Le site des aventuriers du goût

 
accueil arrow épices et condiments arrow olive arrow miam miam 13 [01/04/97]
 
Convertir en PDF     Version imprimable     Suggérer par mail

 extra

-virginité (1)

gif

La France n’a pas la culture de l’huile d’olive : il faut se faire une raison… Même si, dans le midi (méditerranéen) on a cultivé des oliviers — et on en cultive encore un peu, mais ce n’est rien à côté de nos voisins — le reste du pays ne commence à connaître vraiment ce produit que depuis l’avènement de la nouvelle cuisine : “poisson cru (ou cuit à la vapeur) avec son filet d’huile d’olive”. En Italie, par contre, les gens en ont véritablement le goût.
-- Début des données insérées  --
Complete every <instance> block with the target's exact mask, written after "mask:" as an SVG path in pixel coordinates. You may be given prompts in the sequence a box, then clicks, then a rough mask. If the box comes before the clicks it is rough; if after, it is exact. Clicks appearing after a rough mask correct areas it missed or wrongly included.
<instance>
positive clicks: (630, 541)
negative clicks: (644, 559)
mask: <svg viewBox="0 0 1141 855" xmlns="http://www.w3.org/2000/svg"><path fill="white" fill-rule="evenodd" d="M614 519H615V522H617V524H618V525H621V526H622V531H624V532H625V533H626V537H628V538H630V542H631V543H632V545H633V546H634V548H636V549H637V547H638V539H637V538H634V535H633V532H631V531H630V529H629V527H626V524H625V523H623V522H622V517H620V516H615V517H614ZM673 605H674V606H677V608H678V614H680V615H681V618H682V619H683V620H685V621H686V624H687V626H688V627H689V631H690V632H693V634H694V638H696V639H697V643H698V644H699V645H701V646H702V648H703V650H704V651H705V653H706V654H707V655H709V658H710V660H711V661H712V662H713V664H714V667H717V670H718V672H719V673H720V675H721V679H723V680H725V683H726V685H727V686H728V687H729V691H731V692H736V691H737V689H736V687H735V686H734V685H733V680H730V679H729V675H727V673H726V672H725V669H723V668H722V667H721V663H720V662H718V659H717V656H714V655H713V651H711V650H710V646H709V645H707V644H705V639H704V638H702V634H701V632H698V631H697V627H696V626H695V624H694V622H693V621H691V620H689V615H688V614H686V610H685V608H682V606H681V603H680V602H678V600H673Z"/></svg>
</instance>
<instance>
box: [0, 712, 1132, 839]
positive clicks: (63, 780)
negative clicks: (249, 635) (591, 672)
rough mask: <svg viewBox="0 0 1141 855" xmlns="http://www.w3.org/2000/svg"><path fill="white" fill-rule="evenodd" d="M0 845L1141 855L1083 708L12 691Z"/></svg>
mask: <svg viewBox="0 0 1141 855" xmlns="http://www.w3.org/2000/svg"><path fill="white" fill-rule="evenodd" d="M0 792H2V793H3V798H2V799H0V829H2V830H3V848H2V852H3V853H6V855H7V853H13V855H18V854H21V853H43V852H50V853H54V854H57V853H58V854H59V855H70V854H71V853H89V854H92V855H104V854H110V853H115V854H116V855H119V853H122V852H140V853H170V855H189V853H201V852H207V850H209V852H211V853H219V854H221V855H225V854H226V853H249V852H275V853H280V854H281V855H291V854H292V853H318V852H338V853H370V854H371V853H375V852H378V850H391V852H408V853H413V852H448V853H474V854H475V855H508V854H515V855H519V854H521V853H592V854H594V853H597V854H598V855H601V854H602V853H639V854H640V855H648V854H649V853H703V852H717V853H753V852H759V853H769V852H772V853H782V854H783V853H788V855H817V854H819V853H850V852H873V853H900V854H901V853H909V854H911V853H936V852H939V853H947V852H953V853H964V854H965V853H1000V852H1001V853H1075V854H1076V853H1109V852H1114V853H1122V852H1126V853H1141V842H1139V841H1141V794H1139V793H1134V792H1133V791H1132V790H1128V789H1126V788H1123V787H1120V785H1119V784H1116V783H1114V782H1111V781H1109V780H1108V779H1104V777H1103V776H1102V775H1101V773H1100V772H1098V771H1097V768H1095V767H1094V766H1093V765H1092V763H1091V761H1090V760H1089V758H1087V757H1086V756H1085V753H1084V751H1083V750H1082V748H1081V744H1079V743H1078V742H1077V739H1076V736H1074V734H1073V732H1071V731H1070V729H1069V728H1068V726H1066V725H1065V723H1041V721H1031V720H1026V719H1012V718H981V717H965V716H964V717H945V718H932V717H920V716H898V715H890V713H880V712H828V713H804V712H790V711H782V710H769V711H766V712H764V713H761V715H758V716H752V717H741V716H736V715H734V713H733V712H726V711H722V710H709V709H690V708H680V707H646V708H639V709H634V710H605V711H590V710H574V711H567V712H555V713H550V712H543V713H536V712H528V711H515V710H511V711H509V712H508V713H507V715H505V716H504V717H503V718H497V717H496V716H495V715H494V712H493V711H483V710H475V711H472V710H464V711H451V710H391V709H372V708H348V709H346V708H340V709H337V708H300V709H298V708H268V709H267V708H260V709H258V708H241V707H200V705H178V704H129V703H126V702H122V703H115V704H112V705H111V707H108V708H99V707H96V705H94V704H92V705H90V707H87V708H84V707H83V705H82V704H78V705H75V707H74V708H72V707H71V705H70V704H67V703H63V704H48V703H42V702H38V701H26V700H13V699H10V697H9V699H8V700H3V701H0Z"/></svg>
Pas seulement les baby-boomers. Cela m’a particulièrement frappé, cette fois-ci, dans cette expédition à Florence pour la deuxième édition d’OLEUM, foire internationale de l’huile d’olive : il s’agit véritablement d’une culture. Les Italiens font pousser la vigne, mais c’est en France que l’on a une  culture du vin, de son élaboration, de son élevage  (en tous cas, cela était vrai jusqu’à une époque récente). Pour l’huile d’olive ce serait l’inverse. De tous les pays producteurs d’huile d’olive, et spécialement le nôtre, avec sa production quasi-confidentielle, l’Italie a sûrement le goût le plus pointu. C’est la raison, sans doute, de leur exigence quant aux critères d’appellation d’origine contrôlée (en italien, D.O.C. : denominazione d’origine controlata). Si ils ont de grandes régions de production, ils essayent de mettre sur pied, comme nous l’a expliqué le marquis Ferdinando Frescobaldi, des dénominations plus restreintes. Ce qu’un certain nombre de producteurs (trente, pour être précis) de la Toscane centrale, dont les Frescobaldi, justement, et les Antinori, deux familles qui sont parmi les plus grands propriétaires terriens d’Italie, ont commencé à mettre sur pied en fondant une sorte de club, LAUDEMIO, avec des règles tout à fait calquées sur celles d’une appellation d’origine vinicole, et à l’intérieur duquel chacun garde son indépendance (dans le respect des règles communes, bien entendu). Pour poursuivre le parallèle avec le vin, mettons que ce soit un Margaux dans l’ensemble du Médoc… Ce n’est évidemment pas le seul témoignage qui aille en ce sens : assez souvent on peut également voir sur des bouteilles le “cépage”, la variété d’olive de laquelle provient cette huile, ou des indications de récolte (date précise, pas uniquement millésime).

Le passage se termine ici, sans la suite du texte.